Wie alles begann

 

 

 

 

 

 

Schon bei der Beisetzung meines Mannes konnte ich spüren, was Energiearbeit bedeutet. Eine gute Freundin saß in der Kapelle hinter mir und schickte mir positive Energie, so dass ich eine recht gut gelaunte Witwe war. Zumindest an diesem Tag ging es mir relativ gut.

Später erzählte meine Freundin mir, dass sie Verstorbene ins Licht begleitet, und wenn ich möchte, würde sie das auch mit meinem Mann tun. Zu dem Zeitpunkt wusste ich nicht, was sie genau meinte, aber ich willigte ein.

Als der Alltag bei uns wieder Einzug hielt und alles mehr oder weniger seinen geregelten Gang ging, stellte ich fest, dass ich, sobald ich zuhause das Licht über dem Esstisch anmachte, die Glühbirnen durchbrannten. Meine Freundin erklärte mir dazu: „Dein Mann ist noch hier und versucht mit Dir Kontakt aufzunehmen. Er ist so schnell gestorben, dass er nicht mitbekommen hat, dass er nur noch Seele ist. Er wundert sich, dass Du nicht mit ihm sprichst. Wir sollten ihm nun helfen, über die Brücke zu gehen.“

Und das taten wir gemeinsam. In einer Meditation trafen wir ihn in Gedanken. Wir haben ihm erzählt, was passiert ist und fragten ihn, wo er hingehen möchte. Er liebte immer das Meer, den Strand und das Segeln. Ich begleitete ihn also zu einem schönen weißen Sandstrand. Dort haben wir darüber gesprochen, was wir machen können, damit ich ihn nicht ganz verliere. So entstand die Idee eines Ankers. Immer wenn ich auf meiner linken Brust einen leichten Druck verspüre, wäre er es, der mich berührt und mich wissen ließe, dass er bei mir ist.

In der nächsten Zeit spürte ich diesen Druck häufiger, zart wie ein Windhauch, und war getröstet.

Eines Tages aber wurde aus dem Windhauch ein starker Druck, und ich frage mich, was ist bloß los? Einen Augenblick später höre ich es hinter mir knistern. Ich drehe mich um und schaue in mein brennendes Kerzengesteck.

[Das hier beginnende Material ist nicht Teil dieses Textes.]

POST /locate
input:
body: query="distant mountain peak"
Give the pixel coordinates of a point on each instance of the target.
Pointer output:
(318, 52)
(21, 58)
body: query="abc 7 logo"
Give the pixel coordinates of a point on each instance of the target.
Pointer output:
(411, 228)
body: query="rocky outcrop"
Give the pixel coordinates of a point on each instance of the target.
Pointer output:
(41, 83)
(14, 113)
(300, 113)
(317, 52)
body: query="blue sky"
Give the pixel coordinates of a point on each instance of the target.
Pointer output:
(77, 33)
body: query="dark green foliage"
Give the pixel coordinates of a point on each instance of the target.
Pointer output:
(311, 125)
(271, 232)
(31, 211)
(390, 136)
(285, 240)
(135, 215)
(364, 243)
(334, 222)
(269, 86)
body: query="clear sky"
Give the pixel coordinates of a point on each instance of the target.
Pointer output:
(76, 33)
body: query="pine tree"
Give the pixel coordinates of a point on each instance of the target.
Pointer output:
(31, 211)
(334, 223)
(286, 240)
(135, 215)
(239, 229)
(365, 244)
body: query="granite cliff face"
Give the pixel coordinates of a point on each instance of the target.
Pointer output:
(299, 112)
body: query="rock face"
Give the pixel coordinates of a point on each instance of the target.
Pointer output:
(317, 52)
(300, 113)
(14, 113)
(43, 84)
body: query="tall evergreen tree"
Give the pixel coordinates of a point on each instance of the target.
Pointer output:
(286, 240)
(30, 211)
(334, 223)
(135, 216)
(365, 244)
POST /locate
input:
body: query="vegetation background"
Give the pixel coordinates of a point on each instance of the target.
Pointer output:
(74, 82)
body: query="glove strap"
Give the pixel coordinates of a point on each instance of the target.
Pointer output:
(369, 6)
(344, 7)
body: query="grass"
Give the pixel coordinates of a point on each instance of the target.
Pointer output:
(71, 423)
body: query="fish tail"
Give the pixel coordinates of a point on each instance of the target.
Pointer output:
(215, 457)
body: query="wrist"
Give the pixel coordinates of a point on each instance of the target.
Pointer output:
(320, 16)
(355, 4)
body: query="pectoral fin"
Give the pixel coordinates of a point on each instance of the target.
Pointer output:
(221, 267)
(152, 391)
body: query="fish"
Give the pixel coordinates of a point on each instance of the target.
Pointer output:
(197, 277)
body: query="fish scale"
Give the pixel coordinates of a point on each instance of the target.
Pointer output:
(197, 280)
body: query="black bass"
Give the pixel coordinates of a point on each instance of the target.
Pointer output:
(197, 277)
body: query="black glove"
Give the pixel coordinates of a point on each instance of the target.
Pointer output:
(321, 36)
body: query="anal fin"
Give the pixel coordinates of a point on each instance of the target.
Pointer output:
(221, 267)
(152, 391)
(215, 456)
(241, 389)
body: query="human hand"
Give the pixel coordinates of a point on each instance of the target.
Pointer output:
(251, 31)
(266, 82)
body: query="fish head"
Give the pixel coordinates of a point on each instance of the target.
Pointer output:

Nach dem Schreck muss ich erstmal an die frische Luft, durchatmen. Die Finger verbrannt und nun verbunden, Schwiegermutter Giselas Tischläufer im Müll entsorgt, gehe ich über den Friedhof zu den Linden. Die ganzes Zeit des Weges denke ich, was wäre passiert, wenn ich das Feuer nicht rechtzeitig bemerkt hätte? Wieso habe ich das Zeichen nicht so ernst genommen? Ich hatte geglaubt, ich bilde es mir nur ein.

Wollte er mich warnen? Ist er es gewesen, war es ein Zeichen von ihm? Bin mir immer noch nicht sicher. Grübelnd gehe ich über die nasse Wiese zum Lindenbaum. Meine Oma sagte immer, die Linde sei ein Baum der Liebe. Warum fällt mir das jetzt gerade ein? Es zieht mich magisch zu der Linde. Sie steht dort auf der Wiese, stark und geerdet, eben wie ein Baum.

Ich stehe vor ihr, bewundere die kräftigen Wurzeln und entdecke auf dem Knick der ersten Wurzel ein Goldlackblatt. Verwundert hebe ich es auf und betrachte es von beiden Seiten. Auf der vorderen Seite steht ein Satz geschrieben: „Ich sehe Dich“.

 

Ich bin erschrocken, aber auch erleichtert. Denn jetzt weiß ich, ich bin beschützt!